The culprit isn’t your database; it’s your sync.
Batch jobs are slow, brittle, and always a step behind.
Change Data Capture (CDC) solves that by streaming only what changed, when it changed.
The Problem
Batch pipelines worked when data volumes were small and latency expectations were measured in hours.
Today, products depend on instant feedback loops: personalized feeds, live dashboards, fraud detection, and collaborative editing.
When your data only refreshes overnight, those experiences fall behind.
And as data grows, batch jobs become heavier: they re-scan entire tables, strain databases during load windows, and deliver snapshots already outdated by the next run.
What you need instead are incremental, low-latency updates that don’t overload your source systems.
That’s what Change Data Capture (CDC) provides: capturing inserts, updates, and deletes as they happen, and streaming them downstream in real time.

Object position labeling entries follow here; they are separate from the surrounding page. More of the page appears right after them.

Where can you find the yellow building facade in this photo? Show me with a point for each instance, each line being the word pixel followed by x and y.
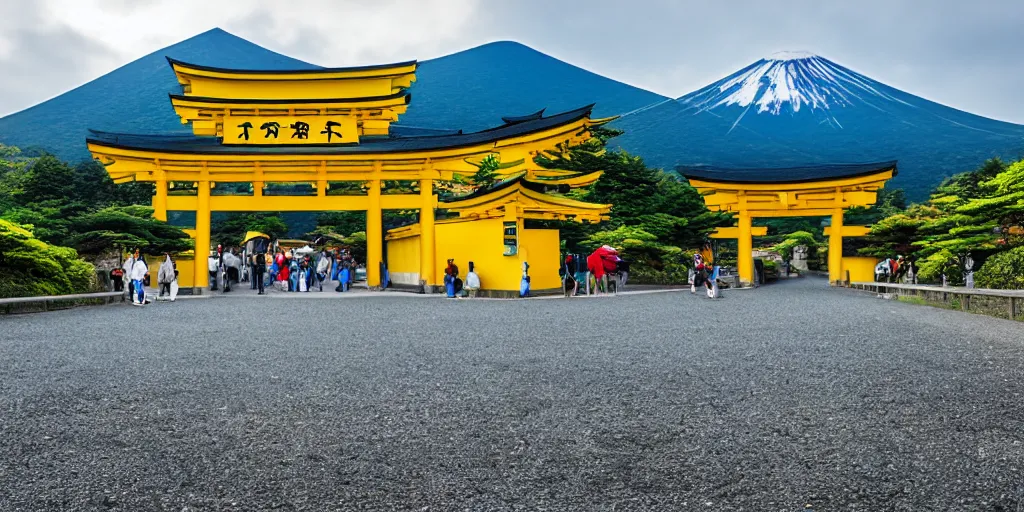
pixel 796 192
pixel 330 128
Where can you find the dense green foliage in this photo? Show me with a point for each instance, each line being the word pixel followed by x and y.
pixel 978 214
pixel 229 230
pixel 46 204
pixel 33 267
pixel 1004 270
pixel 793 241
pixel 125 227
pixel 655 217
pixel 81 207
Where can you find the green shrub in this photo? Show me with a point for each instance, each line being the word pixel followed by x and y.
pixel 34 267
pixel 1004 270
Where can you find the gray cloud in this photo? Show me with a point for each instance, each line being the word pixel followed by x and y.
pixel 964 54
pixel 44 57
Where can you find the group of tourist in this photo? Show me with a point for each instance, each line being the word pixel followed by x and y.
pixel 601 271
pixel 288 269
pixel 133 278
pixel 900 269
pixel 303 272
pixel 454 285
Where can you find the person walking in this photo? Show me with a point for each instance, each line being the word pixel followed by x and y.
pixel 472 281
pixel 165 276
pixel 213 264
pixel 624 272
pixel 138 271
pixel 259 267
pixel 323 268
pixel 126 271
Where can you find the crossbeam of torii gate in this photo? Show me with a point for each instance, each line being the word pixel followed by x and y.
pixel 794 192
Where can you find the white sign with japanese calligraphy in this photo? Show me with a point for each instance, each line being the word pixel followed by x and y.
pixel 290 130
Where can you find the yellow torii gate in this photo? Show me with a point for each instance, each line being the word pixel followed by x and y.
pixel 324 127
pixel 793 192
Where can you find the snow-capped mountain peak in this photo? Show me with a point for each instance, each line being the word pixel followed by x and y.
pixel 787 82
pixel 791 55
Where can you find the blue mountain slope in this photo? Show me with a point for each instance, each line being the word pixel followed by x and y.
pixel 472 89
pixel 469 90
pixel 793 110
pixel 132 97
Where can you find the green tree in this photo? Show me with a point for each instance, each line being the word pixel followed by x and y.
pixel 229 230
pixel 1005 270
pixel 47 179
pixel 32 267
pixel 124 227
pixel 975 213
pixel 486 175
pixel 793 241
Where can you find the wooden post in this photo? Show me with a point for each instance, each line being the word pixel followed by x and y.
pixel 836 248
pixel 201 276
pixel 375 250
pixel 744 250
pixel 160 200
pixel 427 262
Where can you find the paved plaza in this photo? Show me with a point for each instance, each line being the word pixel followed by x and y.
pixel 780 398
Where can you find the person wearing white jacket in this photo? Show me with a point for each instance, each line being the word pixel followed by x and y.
pixel 126 267
pixel 138 271
pixel 472 281
pixel 165 276
pixel 323 268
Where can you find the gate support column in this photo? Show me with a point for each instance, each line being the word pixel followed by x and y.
pixel 427 262
pixel 201 275
pixel 744 250
pixel 836 248
pixel 160 201
pixel 375 250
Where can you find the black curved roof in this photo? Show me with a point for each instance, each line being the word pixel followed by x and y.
pixel 314 71
pixel 784 174
pixel 519 119
pixel 402 94
pixel 187 143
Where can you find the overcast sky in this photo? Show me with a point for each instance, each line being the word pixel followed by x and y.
pixel 967 54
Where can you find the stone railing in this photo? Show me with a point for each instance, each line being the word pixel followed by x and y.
pixel 1013 300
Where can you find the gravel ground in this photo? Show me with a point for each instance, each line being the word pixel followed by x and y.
pixel 778 398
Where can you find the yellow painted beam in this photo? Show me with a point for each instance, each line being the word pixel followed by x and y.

What CDC is (and How it Works)
Change Data Capture (CDC) is a design pattern that tracks and streams every change made to a dataset (insert, update, or delete) so other systems can react in near real time.
Instead of reprocessing an entire table, CDC captures only what changed and when, then delivers that delta downstream as an event.
How it Works
Every database already records its own history internally; it must, to ensure durability and recovery.
CDC taps into that same information.
When a row is added, updated, or deleted, the database logs those operations in its transaction log.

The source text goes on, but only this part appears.